Ces deux formes du texte furent connues de très bonne heure, et la leçon τοῦ ἡλίου ἐκλιπόντος éveilla dès le second siècle l’attention des adversaires du christianisme. En effet, ἐκλείπειν, dans la langue grecque classique se rencontre assez souvent pour désigner une « éclipse[2] ».

Un rédacteur aussi cultivé que le fut saint Luc, médecin de profession[3], avait-il réellement songé à une éclipse, au sens propre du mot, ou à un simple évanouissement de la lumière solaire, sans spécification de la cause ? Il devait savoir qu’un tel phénomène était impossible à l’époque où les Juifs célébraient la Pâque, et qui était justement celle de la pleine lune.

Quoi qu’il en soit, les polémistes païens crurent pouvoir prendre en défaut, sur ce point précis, le rédacteur du IIIe Évangile.

De récents historiens soupçonnent que, dès l’époque de Tibère, la question aurait été déjà discutée « dans un cercle qui touchait de près à la maison impériale[4] ». Cette conjecture s’appuie sur la mention d’un certain Thallus, dont Jules l’Africain allègue l’opinion[5], et en qui on voudrait

  1. Par ex.

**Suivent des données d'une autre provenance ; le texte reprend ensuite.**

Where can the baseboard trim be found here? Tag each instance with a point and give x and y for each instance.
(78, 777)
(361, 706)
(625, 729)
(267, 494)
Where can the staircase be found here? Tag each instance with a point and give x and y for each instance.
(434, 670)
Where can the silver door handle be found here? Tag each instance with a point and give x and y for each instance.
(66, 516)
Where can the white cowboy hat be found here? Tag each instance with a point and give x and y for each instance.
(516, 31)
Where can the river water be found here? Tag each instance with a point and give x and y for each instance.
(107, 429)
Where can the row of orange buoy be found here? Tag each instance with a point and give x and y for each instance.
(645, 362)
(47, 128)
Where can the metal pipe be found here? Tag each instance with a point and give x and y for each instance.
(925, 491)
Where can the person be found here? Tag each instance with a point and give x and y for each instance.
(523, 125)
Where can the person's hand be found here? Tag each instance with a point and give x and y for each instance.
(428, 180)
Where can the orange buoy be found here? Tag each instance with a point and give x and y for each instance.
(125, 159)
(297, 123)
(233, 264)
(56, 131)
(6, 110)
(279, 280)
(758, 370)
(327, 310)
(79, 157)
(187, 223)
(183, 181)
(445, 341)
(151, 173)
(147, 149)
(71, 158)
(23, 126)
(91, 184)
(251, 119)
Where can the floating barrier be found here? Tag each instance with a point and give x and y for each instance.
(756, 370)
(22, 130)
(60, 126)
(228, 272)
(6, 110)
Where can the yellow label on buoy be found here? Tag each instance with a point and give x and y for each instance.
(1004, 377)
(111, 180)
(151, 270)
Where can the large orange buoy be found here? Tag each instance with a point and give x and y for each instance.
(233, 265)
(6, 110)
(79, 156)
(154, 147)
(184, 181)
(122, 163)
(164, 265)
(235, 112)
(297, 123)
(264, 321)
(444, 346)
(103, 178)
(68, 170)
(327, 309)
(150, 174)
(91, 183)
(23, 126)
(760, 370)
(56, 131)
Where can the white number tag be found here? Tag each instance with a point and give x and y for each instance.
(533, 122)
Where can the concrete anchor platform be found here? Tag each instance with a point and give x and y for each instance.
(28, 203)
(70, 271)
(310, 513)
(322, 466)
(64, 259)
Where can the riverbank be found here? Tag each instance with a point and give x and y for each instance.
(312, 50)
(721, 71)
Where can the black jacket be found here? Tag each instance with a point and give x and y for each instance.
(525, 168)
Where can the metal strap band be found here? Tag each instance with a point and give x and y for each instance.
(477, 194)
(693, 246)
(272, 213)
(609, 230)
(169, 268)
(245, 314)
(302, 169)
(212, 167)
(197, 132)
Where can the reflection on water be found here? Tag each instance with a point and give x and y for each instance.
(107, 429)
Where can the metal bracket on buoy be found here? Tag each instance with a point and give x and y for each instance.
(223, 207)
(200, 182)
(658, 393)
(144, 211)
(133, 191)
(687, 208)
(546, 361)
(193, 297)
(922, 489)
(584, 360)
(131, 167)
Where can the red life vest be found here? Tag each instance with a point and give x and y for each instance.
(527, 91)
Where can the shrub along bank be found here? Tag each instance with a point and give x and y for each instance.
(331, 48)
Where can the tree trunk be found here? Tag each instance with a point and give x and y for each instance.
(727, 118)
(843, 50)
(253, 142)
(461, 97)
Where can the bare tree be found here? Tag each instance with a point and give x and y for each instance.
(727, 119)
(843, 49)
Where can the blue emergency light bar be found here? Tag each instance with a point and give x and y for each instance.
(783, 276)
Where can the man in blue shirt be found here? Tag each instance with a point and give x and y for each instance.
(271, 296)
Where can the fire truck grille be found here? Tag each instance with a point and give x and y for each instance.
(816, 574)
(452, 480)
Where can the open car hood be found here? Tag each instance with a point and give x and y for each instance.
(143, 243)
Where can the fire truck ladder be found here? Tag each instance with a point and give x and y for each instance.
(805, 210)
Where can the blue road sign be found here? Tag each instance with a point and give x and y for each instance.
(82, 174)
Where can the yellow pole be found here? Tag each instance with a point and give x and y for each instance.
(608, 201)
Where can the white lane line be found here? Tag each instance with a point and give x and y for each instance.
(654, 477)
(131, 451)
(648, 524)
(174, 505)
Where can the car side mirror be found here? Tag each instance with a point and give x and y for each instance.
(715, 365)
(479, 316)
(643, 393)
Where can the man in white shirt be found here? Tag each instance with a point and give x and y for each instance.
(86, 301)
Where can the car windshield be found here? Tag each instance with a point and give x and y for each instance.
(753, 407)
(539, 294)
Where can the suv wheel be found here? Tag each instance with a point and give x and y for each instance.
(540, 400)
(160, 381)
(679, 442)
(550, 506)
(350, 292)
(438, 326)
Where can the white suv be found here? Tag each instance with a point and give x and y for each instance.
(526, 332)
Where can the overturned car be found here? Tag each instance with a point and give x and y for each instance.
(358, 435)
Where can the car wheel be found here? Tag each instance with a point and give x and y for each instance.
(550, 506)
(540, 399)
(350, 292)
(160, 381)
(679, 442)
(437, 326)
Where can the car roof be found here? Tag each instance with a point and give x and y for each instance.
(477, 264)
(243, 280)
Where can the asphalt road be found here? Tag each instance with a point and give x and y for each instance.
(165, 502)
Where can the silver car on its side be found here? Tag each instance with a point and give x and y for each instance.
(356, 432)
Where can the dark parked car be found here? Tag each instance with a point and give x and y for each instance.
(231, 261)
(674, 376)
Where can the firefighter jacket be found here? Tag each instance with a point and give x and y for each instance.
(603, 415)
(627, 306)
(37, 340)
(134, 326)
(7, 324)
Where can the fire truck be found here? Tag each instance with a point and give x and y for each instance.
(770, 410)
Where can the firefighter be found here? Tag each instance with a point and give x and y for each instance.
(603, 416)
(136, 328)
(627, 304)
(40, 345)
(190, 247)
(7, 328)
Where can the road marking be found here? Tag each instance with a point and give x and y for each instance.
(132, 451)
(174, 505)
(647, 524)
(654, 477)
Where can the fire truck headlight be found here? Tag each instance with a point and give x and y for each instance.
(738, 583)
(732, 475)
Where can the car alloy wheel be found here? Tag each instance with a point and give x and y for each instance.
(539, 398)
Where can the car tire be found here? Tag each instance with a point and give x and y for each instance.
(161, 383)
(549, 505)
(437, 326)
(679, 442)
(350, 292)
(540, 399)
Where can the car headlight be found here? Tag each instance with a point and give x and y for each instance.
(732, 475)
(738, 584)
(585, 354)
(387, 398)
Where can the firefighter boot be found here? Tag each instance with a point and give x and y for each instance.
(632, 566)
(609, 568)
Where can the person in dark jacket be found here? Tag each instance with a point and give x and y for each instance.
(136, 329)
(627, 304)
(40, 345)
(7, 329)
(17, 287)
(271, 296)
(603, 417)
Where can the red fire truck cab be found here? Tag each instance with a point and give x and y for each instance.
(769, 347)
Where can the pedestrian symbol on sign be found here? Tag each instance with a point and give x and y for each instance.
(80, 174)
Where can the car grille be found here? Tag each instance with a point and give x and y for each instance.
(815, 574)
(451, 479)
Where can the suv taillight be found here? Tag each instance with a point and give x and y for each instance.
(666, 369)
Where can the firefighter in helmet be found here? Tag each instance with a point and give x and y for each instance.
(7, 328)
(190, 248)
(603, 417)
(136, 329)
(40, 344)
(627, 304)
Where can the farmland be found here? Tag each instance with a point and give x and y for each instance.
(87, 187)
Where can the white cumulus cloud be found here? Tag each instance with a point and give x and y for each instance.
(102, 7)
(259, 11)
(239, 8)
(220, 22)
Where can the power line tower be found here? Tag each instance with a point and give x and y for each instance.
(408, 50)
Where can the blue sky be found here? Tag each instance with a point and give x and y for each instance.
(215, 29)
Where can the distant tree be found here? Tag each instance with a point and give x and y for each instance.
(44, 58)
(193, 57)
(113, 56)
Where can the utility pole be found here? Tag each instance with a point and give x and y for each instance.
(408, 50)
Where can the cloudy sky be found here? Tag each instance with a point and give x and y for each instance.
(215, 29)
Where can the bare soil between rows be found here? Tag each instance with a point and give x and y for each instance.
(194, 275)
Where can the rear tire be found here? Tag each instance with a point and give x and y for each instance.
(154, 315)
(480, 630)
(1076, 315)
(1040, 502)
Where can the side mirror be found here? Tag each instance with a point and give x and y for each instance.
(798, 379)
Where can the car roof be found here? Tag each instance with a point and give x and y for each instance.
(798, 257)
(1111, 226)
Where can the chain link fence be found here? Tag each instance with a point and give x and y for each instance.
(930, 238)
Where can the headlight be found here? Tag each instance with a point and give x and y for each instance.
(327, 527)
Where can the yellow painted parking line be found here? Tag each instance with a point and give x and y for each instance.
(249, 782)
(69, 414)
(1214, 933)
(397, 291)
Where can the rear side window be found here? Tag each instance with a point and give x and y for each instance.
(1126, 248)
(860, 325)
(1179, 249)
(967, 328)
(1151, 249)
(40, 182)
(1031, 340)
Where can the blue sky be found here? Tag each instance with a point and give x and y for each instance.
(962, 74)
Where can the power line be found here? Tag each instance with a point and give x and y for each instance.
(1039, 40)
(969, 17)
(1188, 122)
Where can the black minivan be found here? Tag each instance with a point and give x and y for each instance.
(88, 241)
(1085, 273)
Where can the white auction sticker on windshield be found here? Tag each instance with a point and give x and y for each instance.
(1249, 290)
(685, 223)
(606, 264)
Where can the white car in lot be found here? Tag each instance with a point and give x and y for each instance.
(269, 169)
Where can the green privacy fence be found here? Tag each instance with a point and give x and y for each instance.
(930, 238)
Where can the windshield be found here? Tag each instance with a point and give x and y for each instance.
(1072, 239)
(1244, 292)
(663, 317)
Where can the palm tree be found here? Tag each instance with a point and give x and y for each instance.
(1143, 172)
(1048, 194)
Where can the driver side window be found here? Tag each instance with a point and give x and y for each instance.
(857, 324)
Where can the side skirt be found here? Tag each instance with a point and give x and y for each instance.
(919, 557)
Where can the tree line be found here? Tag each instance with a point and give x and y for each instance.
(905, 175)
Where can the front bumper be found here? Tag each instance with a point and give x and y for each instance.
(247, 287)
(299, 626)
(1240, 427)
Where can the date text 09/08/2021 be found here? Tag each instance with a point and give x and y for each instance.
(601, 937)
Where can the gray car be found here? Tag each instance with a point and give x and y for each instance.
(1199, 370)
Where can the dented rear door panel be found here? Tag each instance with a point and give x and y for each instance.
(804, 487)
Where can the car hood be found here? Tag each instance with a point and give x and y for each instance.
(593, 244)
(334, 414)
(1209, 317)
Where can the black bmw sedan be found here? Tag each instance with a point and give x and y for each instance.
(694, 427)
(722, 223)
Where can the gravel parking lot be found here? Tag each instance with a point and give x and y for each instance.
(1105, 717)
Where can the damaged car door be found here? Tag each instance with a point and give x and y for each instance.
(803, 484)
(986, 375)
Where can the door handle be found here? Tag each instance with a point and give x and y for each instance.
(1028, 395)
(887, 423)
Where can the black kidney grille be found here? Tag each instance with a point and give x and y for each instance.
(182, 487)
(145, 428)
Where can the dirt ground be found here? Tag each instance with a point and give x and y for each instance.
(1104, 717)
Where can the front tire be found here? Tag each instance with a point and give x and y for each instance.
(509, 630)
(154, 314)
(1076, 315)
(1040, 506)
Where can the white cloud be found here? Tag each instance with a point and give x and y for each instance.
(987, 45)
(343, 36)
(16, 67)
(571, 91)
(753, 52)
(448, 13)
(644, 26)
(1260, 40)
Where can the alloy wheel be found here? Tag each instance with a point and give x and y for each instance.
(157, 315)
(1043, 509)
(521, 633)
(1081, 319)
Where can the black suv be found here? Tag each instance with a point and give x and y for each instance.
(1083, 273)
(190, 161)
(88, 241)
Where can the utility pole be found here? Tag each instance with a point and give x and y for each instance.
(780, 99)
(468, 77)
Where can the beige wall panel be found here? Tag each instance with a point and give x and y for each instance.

Blass, dans son édition de l’Évangile de saint Luc, Leipzig, 1897, p. 107-108.
  2. Thucydide, ii, 28 ; vii, 50, 4 ; Xénophon, Hell., I, 6, 1 ; Diodore I, 3, 12, etc.
  3. Cf. Harnack, Beitr. zur Einl. in das neue Test. ILukas der Artz, Leipzig, 1906, p. 122 et suiv.
  4. M. Goguel, Vie de Jésus, Paris, 1932, p. 70 et s.
  5. Le passage est traduit plus loin, p. 209.